Hail the New Puritan
directed by Charles Atlas
1987, U.S., 85m, DCP
Originally aired on British public television in 1986, the pioneering video artist Charles Atlas made this vibrant documentary-fiction hybrid à la A Hard Day’s Night, about a day in the life of Scottish choreographer Michael Clark, famous for combining classical ballet with a post-punk sensibility. It follows Clark’s professional life as the director of a provocative dance company, as their surreal performances seamlessly blend with Clark’s time spent in clubs with the likes of Australian performance artist Leigh Bowery (who also provided the film’s costumes and extravagant sets). Hail the New Puritan is a time capsule of a bygone British avant-garde art scene, with music by The Fall’s Mark E. Smith (whose song “New Puritan” provides the film’s title) and contributions by Glenn Branca and Wire's Bruce Gilbert.
“Transformation and creativity constitute a pointed resistance to Thatcher-era austerity, which bleeds into the film through Atlas’s understated B-roll of London streets… Clark’s desire to be open-ended and unclassifiable also makes the music of The Fall a particularly fitting sonic backdrop; when a politely out-of-touch journalist asks Clark if he understands the band’s songs, he replies, “I have an understanding of them.” … Smith’s words are the bedrock of this jagged sonics of rebellion, his cryptic narratives full of anti-establishment motifs. But their significance is also textural, Smith’s defiantly Northern, working-class accent flung into the face of bourgeois London slickness.” -Chloe Lizotte, Film Comment
“Combining mock interviews with footage of the company’s surreal productions, Hail the New Puritan is a vivid time capsule of Clark’s milieu at a moment when London’s fashion, clubbing, and art scenes intersected and reverberated throughout popular culture…. It emphasizes the creative cross-fertilization that is at the core of both Atlas’s and Clark’s work.” -MoMA
“Charlie [Atlas] … is a master of the embodied camera.”—Martine Syms
deader than dead.
directed by Ligia Lewis
2020, U.S., 20m, DCP
"Conceived, choreographed and directed by Ligia Lewis for Made in L.A. 2020, deader than dead was originally a performance planned for the Hammer Museum galleries that had to be postponed due to the pandemic.
The piece eventually became a film, which has since been shown in various museums and galleries. The creation of the performance began with an investigation into the irony and emotional distance induced by the deadpan, a comically deployed impassive attitude. From this form of immobility, Lewis first developed a choreography for 10 dancers who remained expressively flat or dead, resisting any narrative or figurative hold. Following the pandemic, the cast was reduced to 4 performers and the performance moved towards a more traditionally theatrical presentation. For this filmed version, the dancers are inspired by the final monologue of Macbeth and deploy a modular form in which each chapter illustrates death, stasis or emptiness. The performance is also a reflection on play, on familiarity with tragedy in black communities, on time and its loops, on touch as both an act of care and violence. Nevertheless, Ligia Lewis infuses her proposal with a good dose of humour and comedic springs, taking up the concept of corpsing - a theatrical term for involuntary laughter at a non-comical moment. The film does not so much document the interpretation of a play as the potential of a performance." -Fondation Galeries Lafayette
“Lewis makes performance about the impossibility and necessity of staking a claim to embodiment, using dark humor and going straight into the void to find what might be trapped inside of what she calls the logics of the canon.”—Martine Syms
Special thanks to Karl McCool (EAI), Chris Wells and Michael Lieberman (MUBI) and Ligia Lewis.

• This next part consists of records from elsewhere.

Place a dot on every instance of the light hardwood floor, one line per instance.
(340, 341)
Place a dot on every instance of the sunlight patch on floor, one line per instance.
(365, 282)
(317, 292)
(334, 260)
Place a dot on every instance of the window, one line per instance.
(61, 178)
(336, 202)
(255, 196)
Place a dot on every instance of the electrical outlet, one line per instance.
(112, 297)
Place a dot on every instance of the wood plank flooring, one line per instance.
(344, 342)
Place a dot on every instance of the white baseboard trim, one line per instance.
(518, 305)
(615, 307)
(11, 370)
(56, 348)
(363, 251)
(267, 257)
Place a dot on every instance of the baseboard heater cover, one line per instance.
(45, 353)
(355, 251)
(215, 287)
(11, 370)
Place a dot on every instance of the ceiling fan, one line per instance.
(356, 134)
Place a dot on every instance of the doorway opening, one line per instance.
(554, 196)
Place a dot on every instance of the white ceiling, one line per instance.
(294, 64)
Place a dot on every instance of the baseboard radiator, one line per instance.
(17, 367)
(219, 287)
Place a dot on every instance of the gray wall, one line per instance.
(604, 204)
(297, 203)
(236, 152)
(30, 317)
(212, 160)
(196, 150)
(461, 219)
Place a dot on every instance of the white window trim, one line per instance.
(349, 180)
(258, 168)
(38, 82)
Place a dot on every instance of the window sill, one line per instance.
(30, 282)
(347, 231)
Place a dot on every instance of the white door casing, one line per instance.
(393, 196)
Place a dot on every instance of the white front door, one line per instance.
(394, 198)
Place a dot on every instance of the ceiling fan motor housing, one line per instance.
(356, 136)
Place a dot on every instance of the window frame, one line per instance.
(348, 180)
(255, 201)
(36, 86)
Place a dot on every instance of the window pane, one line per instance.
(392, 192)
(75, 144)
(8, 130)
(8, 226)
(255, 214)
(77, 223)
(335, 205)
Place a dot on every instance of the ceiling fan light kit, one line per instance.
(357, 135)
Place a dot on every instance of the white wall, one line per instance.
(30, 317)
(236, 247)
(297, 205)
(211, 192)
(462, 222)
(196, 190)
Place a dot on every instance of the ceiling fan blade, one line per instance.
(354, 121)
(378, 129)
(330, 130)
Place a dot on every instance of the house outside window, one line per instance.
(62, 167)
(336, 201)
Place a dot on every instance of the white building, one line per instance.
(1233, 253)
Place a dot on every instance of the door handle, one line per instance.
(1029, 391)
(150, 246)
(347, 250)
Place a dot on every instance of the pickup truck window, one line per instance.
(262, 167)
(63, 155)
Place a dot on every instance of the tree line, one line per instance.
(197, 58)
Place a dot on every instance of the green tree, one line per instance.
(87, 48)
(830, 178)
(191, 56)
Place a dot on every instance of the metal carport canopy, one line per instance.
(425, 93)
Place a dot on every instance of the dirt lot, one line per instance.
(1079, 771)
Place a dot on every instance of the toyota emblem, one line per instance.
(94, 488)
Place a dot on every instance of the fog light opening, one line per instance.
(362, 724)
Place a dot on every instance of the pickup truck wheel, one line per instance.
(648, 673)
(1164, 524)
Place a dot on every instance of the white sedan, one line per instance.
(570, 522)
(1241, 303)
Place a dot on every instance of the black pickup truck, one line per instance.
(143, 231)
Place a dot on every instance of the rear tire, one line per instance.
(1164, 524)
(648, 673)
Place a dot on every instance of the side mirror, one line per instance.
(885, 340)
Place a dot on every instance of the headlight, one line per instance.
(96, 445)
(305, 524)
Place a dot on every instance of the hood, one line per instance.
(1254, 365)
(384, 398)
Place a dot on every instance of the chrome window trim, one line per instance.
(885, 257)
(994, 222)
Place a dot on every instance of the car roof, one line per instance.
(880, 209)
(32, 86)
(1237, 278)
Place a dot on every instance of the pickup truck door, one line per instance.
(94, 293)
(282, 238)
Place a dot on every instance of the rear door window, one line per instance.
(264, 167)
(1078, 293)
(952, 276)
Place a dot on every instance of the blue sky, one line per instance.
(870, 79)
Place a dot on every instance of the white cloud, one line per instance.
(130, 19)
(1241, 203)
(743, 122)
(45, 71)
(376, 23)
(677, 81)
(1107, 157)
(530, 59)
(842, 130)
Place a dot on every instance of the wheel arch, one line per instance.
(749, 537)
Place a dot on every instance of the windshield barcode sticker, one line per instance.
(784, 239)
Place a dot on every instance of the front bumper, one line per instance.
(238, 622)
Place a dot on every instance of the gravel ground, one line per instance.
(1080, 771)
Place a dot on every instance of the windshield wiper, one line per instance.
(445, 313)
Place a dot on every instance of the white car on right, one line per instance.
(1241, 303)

Martine Syms is an artist who has earned wide recognition for a practice that combines conceptual grit, humor, and social commentary. She has shown extensively including solo exhibitions at the Museum of Modern Art, the Art Institute of Chicago, and the Tate Modern. She has also done commissioned work for brands such as Prada, Nike, Celine, Kanye West, and NTS, among others. She is a recipient of the Creative Capital Award, a United States Artists fellowship, the Tiffany Foundation award, and the Future Fields Art Prize. She is in a band called Aunt Sister and hosts Double Penetration, a monthly radio show on NTS. She also runs Dominica Publishing.